Commentary: The Year of the Veteran By Thomas Gangale

Friday November 11, 2005

From time to time in our nation’s history, a cultural or social upheaval has resulted in a wave of new lawmakers entering Congress. Often the triggering event has been war. John F. Kennedy was one of many young men who returned from World War II to serve the nation as political leaders, and several members of the “greatest generation” continue to serve in Congress. There are numerous Korean War and Vietnam War veterans in Congress as well, the two most prominent Vietnam veterans being former presidential candidates John Kerry (D-MA) and John McCain (R-AZ). 

It is not always a shooting war that brings sweeping change to the nation’s leadership. The Civil Rights Movement of the 1950s and 1960s, which sought to complete what post-Civil War Reconstruction had left unfinished, turned the House of Representatives from a white man’s club into a people’s house more representative of America’s diversity. In 1974, public outrage over the Watergate scandal swept a class of Democrats into office. 
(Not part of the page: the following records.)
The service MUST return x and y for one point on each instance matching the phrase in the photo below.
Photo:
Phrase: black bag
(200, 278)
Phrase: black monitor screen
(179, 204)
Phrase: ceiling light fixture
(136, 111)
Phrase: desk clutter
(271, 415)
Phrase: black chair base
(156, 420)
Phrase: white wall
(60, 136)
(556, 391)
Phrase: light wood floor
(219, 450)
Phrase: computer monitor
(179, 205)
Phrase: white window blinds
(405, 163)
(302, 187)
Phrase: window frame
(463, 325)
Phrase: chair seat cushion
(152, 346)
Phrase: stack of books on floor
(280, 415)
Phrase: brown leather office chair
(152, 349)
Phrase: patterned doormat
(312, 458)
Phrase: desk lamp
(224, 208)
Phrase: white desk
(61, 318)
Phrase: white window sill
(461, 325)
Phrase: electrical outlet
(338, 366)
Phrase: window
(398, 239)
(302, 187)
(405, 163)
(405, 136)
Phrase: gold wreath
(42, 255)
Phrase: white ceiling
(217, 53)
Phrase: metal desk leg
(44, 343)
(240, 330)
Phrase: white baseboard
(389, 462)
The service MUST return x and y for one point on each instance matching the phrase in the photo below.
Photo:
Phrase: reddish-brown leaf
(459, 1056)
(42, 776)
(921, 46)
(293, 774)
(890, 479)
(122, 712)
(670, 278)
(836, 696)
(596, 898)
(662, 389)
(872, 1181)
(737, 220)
In 1991, Anita Hill’s allegation of sexual harassment during Clarence Thomas’ confirmation hearing for the Supreme Court was one of the first engagements in the culture wars of the 1990s. It provoked a lively national debate over the place of women in our society and resulted in an unprecedented flood of women into Congress in 1992, which became known as “The Year of the Woman.” A second engagement in the culture wars was the 1993 debate over gays in the military, and although less dramatic, the increase in openly gay political leaders has been steady ever since. 

The congressional election of 2006 has the potential to be the next turning point in our nation’s political development. Sparked by a splendid little war gone bad and Democratic candidate Major Paul Hackett’s surprising near-victory in the heavily Republican Ohio 2nd congressional district, about 20 veterans have declared their candidacy for the House and Senate. What is odd is that it is not only Iraq War veterans who are seeking seats in Congress for the first time. In fact, a majority of the current wave are former officers and enlisted personnel with earlier military service. Why are these older soldiers turning to politics only now? 
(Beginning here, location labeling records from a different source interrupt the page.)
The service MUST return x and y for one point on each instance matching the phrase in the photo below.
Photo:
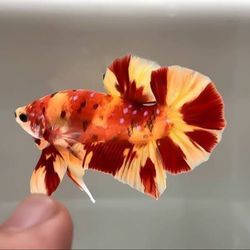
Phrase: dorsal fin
(129, 77)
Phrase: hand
(39, 222)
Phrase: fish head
(32, 119)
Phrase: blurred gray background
(45, 50)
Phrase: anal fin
(139, 166)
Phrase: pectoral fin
(48, 172)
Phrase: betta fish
(153, 120)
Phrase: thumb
(39, 222)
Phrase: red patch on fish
(172, 156)
(205, 139)
(46, 160)
(107, 157)
(148, 174)
(128, 90)
(205, 111)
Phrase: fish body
(153, 120)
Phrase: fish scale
(153, 120)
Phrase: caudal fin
(194, 108)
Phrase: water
(48, 51)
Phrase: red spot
(47, 159)
(159, 85)
(107, 157)
(205, 139)
(172, 156)
(85, 125)
(37, 141)
(148, 174)
(63, 114)
(206, 110)
(127, 89)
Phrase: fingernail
(33, 211)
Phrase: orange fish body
(152, 121)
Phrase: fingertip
(39, 222)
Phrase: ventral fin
(129, 77)
(73, 158)
(138, 166)
(48, 172)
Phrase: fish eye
(23, 117)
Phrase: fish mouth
(21, 115)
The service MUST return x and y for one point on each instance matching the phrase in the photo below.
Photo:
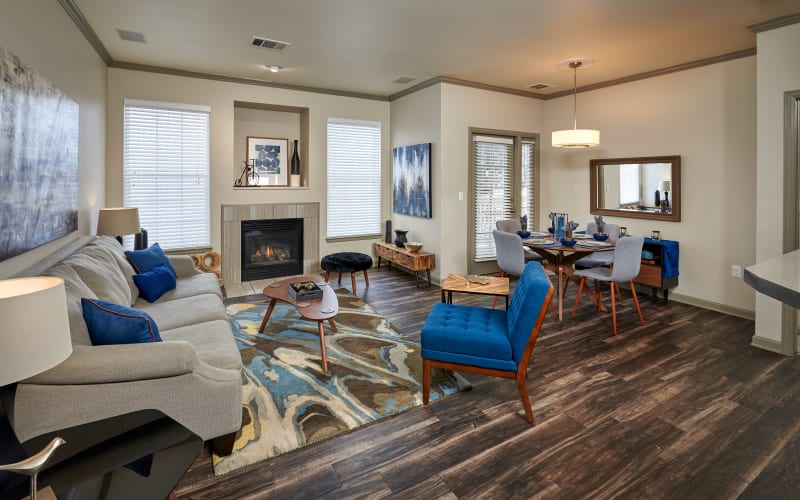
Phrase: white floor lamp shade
(34, 331)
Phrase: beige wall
(778, 72)
(416, 119)
(462, 108)
(707, 115)
(225, 154)
(41, 34)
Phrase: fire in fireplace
(271, 248)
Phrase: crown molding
(76, 15)
(246, 81)
(778, 22)
(658, 72)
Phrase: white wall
(707, 115)
(225, 155)
(778, 72)
(41, 34)
(416, 119)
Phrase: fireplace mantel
(233, 215)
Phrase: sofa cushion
(196, 284)
(75, 288)
(124, 264)
(98, 269)
(147, 259)
(111, 324)
(212, 341)
(170, 314)
(155, 282)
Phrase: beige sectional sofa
(192, 377)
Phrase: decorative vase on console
(295, 170)
(400, 238)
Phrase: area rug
(374, 371)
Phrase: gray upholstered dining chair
(627, 261)
(599, 259)
(512, 226)
(511, 259)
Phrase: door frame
(491, 265)
(791, 206)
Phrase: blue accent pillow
(110, 324)
(155, 282)
(147, 259)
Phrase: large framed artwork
(411, 180)
(38, 159)
(270, 158)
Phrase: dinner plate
(592, 243)
(540, 241)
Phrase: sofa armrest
(122, 363)
(184, 266)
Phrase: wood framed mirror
(643, 188)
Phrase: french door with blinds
(503, 171)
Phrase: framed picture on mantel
(270, 158)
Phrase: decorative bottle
(295, 170)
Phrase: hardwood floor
(680, 408)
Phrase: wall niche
(252, 119)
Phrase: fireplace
(271, 248)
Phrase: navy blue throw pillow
(111, 324)
(147, 259)
(155, 282)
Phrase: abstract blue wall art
(411, 180)
(38, 159)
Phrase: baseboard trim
(768, 345)
(713, 306)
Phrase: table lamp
(34, 337)
(120, 221)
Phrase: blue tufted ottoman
(347, 262)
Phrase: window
(503, 175)
(354, 178)
(628, 184)
(166, 171)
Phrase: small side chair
(489, 341)
(627, 262)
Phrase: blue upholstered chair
(489, 341)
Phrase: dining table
(561, 260)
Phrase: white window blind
(354, 178)
(528, 181)
(492, 188)
(628, 184)
(166, 171)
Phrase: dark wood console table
(419, 261)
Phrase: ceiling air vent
(269, 44)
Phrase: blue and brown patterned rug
(374, 371)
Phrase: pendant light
(575, 137)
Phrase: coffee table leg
(322, 346)
(267, 315)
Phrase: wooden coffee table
(319, 310)
(458, 283)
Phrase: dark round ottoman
(347, 262)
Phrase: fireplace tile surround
(232, 217)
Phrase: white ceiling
(363, 45)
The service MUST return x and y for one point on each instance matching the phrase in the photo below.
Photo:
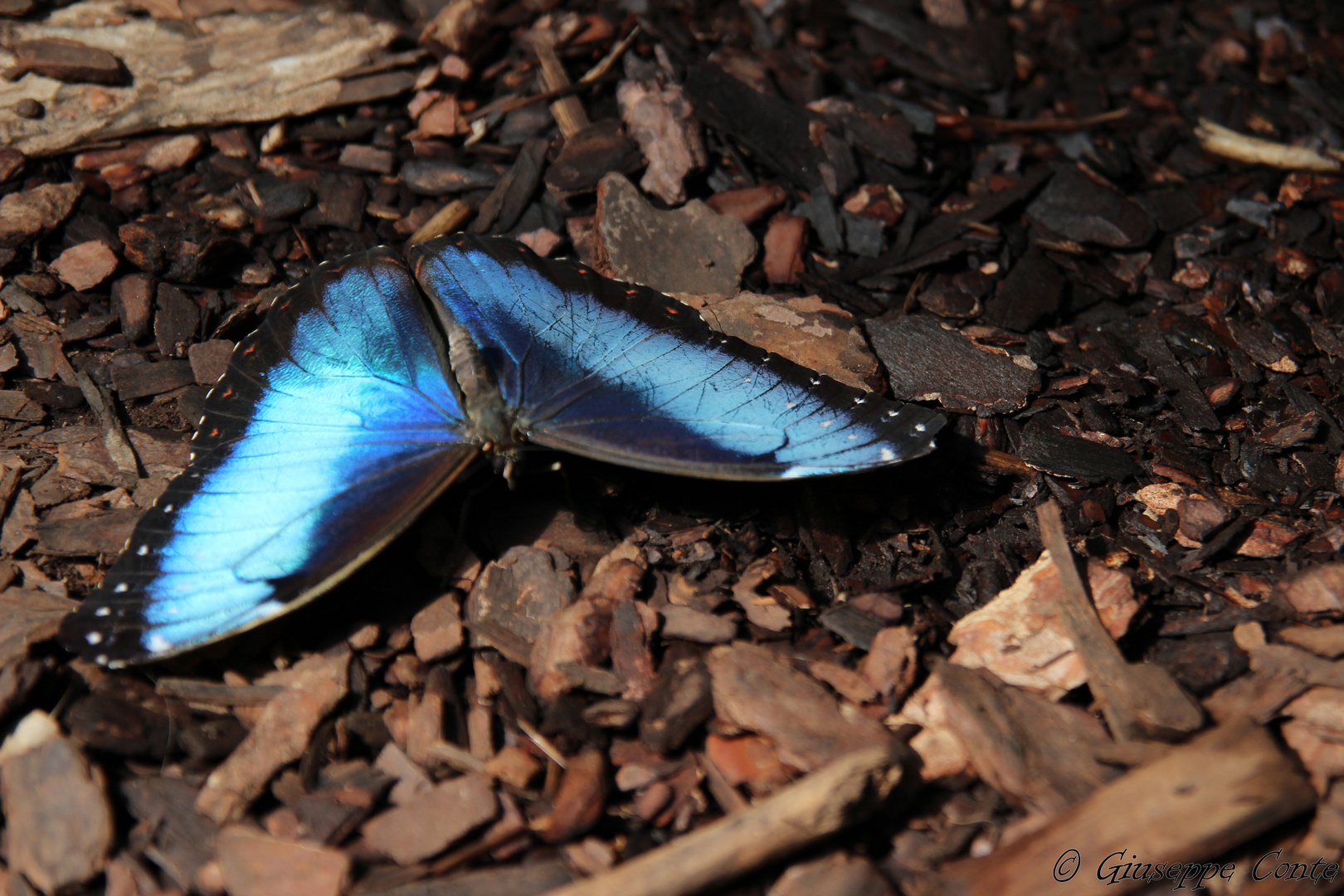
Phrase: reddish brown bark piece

The coming “Year of the Veteran” in 2006, while it shares some of the characteristics of previous waves of soldier-statesmen, also displays profound differences. This wave has arisen in reaction to the misguided militarism that instigated the Iraq war. This wave has also been shaped by the culture wars, by competing visions of what American values should be and how our country should conduct itself within the family of nations—“family values” in a much larger sense. 

To a large degree, the combatants in this American political insurgency have been spurred into action by their belief that the Iraq war was a mistake, and to continue a failed policy that pointlessly chews up lives and limbs is madness. They believe that the decision to send young Americans into harm’s way should not be made by “chicken hawks” who never spent a day on active duty, and in many cases never wore a uniform, yet are quick to commit the sons and daughters of others in battle. 
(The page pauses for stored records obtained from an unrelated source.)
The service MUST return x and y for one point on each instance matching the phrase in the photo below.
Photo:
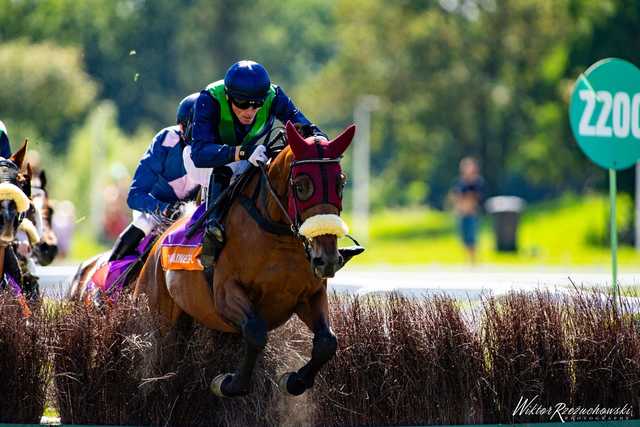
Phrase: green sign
(605, 113)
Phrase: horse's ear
(18, 156)
(43, 179)
(341, 142)
(295, 140)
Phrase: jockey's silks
(226, 126)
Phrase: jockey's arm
(5, 147)
(285, 110)
(206, 152)
(148, 174)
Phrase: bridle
(294, 223)
(9, 172)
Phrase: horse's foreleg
(233, 304)
(315, 314)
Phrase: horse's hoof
(217, 383)
(291, 383)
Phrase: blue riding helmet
(247, 80)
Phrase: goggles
(245, 104)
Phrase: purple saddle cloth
(110, 277)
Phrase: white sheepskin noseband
(318, 225)
(11, 191)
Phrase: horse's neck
(278, 174)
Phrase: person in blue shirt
(160, 183)
(230, 117)
(5, 146)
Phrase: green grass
(561, 232)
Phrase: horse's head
(315, 196)
(14, 195)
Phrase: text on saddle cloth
(180, 249)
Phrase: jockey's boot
(126, 243)
(213, 240)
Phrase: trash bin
(506, 214)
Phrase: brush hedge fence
(400, 361)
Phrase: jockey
(230, 116)
(5, 147)
(160, 182)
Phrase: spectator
(467, 194)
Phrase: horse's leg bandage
(318, 225)
(13, 192)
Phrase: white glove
(259, 155)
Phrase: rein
(9, 173)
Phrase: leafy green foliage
(455, 78)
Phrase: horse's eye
(340, 183)
(303, 186)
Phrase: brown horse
(14, 205)
(275, 262)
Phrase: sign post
(605, 120)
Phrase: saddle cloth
(181, 252)
(109, 277)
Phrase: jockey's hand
(173, 211)
(258, 156)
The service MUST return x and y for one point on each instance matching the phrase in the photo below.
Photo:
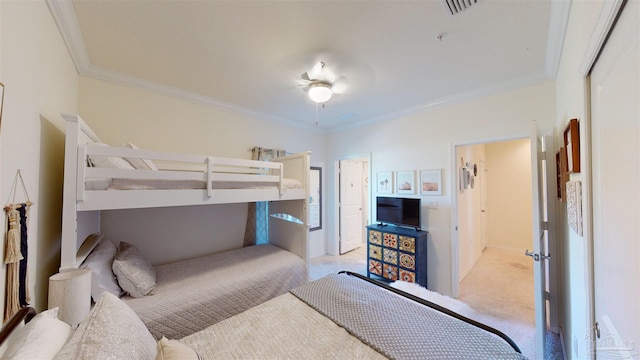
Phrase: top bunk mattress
(192, 294)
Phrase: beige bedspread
(283, 328)
(196, 293)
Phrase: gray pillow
(111, 331)
(134, 273)
(100, 262)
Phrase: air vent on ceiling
(456, 6)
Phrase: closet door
(615, 129)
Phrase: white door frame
(604, 26)
(335, 248)
(453, 185)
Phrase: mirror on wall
(315, 198)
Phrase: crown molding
(558, 20)
(461, 97)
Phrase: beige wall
(426, 140)
(509, 195)
(40, 83)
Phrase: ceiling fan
(320, 83)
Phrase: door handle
(535, 257)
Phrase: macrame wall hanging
(16, 250)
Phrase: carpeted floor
(499, 289)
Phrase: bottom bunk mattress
(192, 294)
(343, 317)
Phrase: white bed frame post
(77, 132)
(289, 235)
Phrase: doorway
(353, 202)
(495, 226)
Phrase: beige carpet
(499, 289)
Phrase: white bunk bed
(189, 180)
(201, 180)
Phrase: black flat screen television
(398, 211)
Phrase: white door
(540, 254)
(351, 224)
(484, 226)
(615, 156)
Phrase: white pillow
(102, 277)
(109, 161)
(111, 331)
(40, 338)
(174, 350)
(140, 164)
(134, 273)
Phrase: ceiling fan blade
(316, 72)
(340, 85)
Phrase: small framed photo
(385, 182)
(406, 182)
(431, 182)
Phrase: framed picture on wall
(384, 182)
(431, 182)
(1, 100)
(406, 182)
(572, 146)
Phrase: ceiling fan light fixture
(320, 92)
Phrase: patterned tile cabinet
(396, 253)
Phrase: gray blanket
(397, 327)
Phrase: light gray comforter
(199, 292)
(352, 319)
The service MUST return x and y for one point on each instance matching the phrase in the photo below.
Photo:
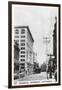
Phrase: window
(16, 36)
(22, 59)
(22, 31)
(22, 51)
(22, 48)
(22, 55)
(22, 44)
(22, 40)
(23, 36)
(16, 31)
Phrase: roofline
(27, 29)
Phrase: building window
(22, 51)
(22, 55)
(22, 40)
(16, 31)
(22, 44)
(22, 48)
(22, 31)
(22, 59)
(23, 36)
(16, 36)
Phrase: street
(40, 76)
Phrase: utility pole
(46, 40)
(51, 64)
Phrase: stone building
(25, 40)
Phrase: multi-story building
(25, 40)
(16, 59)
(34, 57)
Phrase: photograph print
(34, 42)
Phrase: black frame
(10, 42)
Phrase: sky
(40, 20)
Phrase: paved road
(40, 76)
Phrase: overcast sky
(40, 20)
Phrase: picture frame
(23, 15)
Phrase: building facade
(25, 40)
(16, 59)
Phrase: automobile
(55, 75)
(21, 75)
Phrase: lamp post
(46, 41)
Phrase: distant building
(34, 57)
(16, 59)
(25, 40)
(55, 44)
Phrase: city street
(40, 76)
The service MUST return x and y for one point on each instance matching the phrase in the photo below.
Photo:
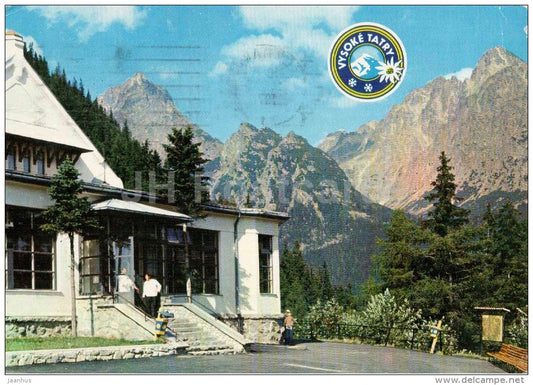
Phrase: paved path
(311, 358)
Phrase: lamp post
(187, 264)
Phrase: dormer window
(11, 162)
(26, 164)
(40, 163)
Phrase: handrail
(146, 315)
The horror and waste of war, and thus the gravity of the decision to go to war, can only be fully understood by those who have been there. This is not to say that military service should be a prerequisite for election to Congress or the presidency, although this might have rendered American history far less bloody. It is significant that America enjoyed its longest period without a foreign war while Civil War veterans controlled the Capitol and occupied the White House. 

People volunteer for military service not for love of war but for love of country. On Veterans’ Day and every day, let us say to all of them regardless of where or when they served, “Well done, and welcome home.” And between now and next Veterans’ Day, if a veteran asks for your vote, listen to what he or she has to say. 

 

Thomas Gangale is an aerospace engineer and a former Air Force officer. He is the executive director at OPS-Alaska, a think tank based in Petaluma, and an international relations scholar at San Francisco State.